It’s not quite winter yet, but damp days in the 50s are cold enough for me to get out the crockpot. Crockpot meals are the best thing for super busy people! It’s a meal in a pot that’s ready right when you get home. Here are three quick and easy crockpot meals anyone can do!
Oxtail/ Beef Shank Soup– Use either one of these meats for a hearty, beef vegetable soup. Brown the meat over medium high heat in vegetable oil. Place in crock pot and cover with one 28 oz. can of chopped tomatoes. Cook till the meat is falling apart tender (4-5 hours on high). Remove meat, let cool, and shred the meat; discarding the fat and bone. Return the meat to the pot. Add sliced baby carrots, celery, and onion. Cook till the veggies are crisp tender. Add one 15 oz. can each of diced potatoes and peas; cook till warmed through. For an extra punch of fiber, add ¼ cup of pearl barley along with the carrots.
Chicken and Dumplings is a great meal for cold days. Chop a large onion and spread over the bottom of the crockpot. Season well 1 ¼ pound of chicken breasts with salt, pepper, and oregano. Place on top of onions. Add two cans of cream of chicken soup and two cups of low-sodium chicken broth. Cook till the chicken is cooked through. Remove chicken and shred. Return to the pot, along with sliced celery, carrots, and frozen peas. Top with refrigerated biscuits cut into pieces. Or you can make Bisquik dumplings and drop in by the spoonful. Cook till the biscuits/ dumplings are done on top and the vegetables are tender.

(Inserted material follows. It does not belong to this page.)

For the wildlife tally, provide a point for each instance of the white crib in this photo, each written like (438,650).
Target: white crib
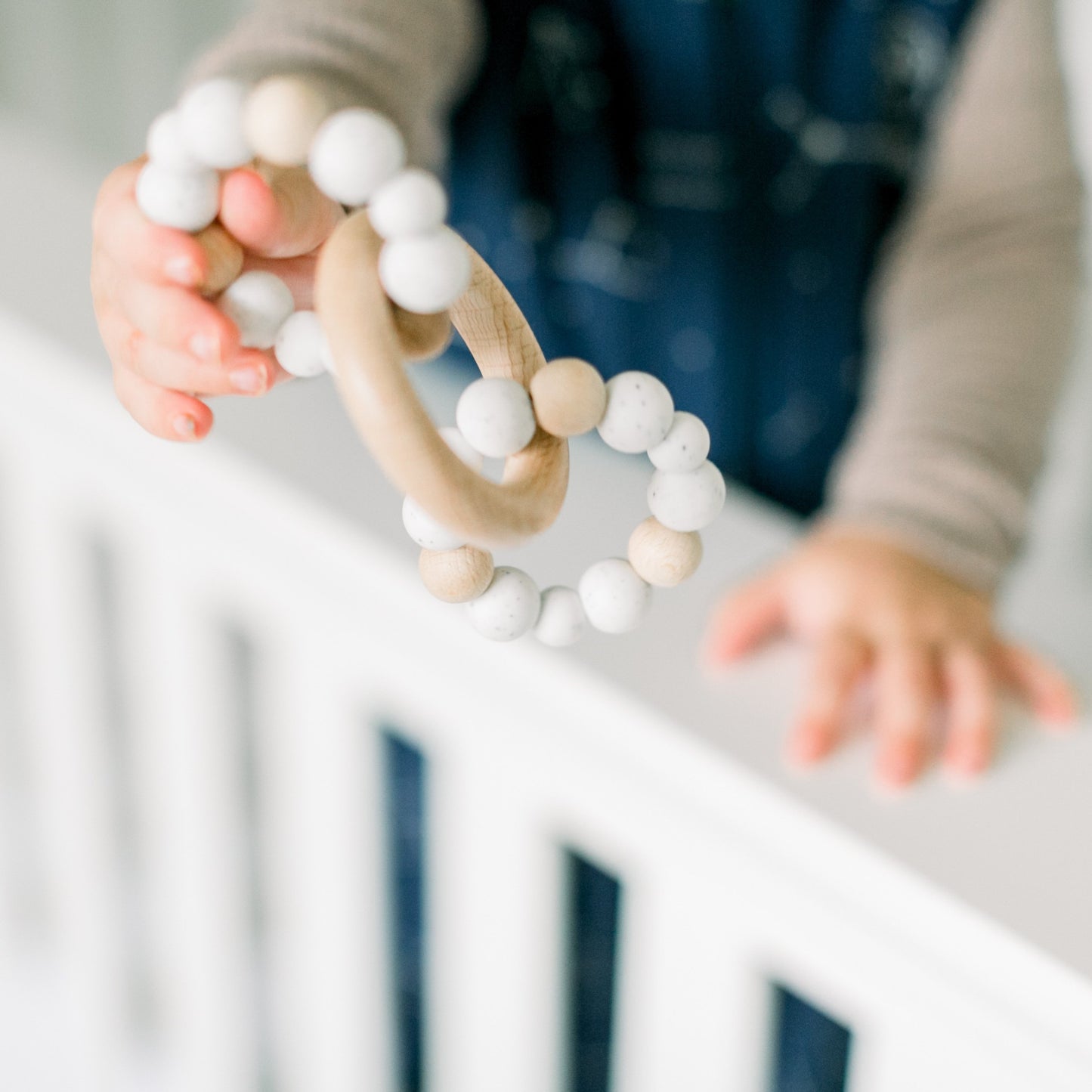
(200,652)
(186,932)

Pot Roast in the crockpot is always tender but not always so flavorful. Try using some conveniently packaged, popular seasonings to kick up that flavor! Place the pot roast in the crock and cover with one envelope each of Hidden Valley Ranch and McCormick Au Jus Mix. Top with one stick of unsalted butter. If you are fond of them, add several pepperoncini. Cook until tender and serve with mashed potatoes.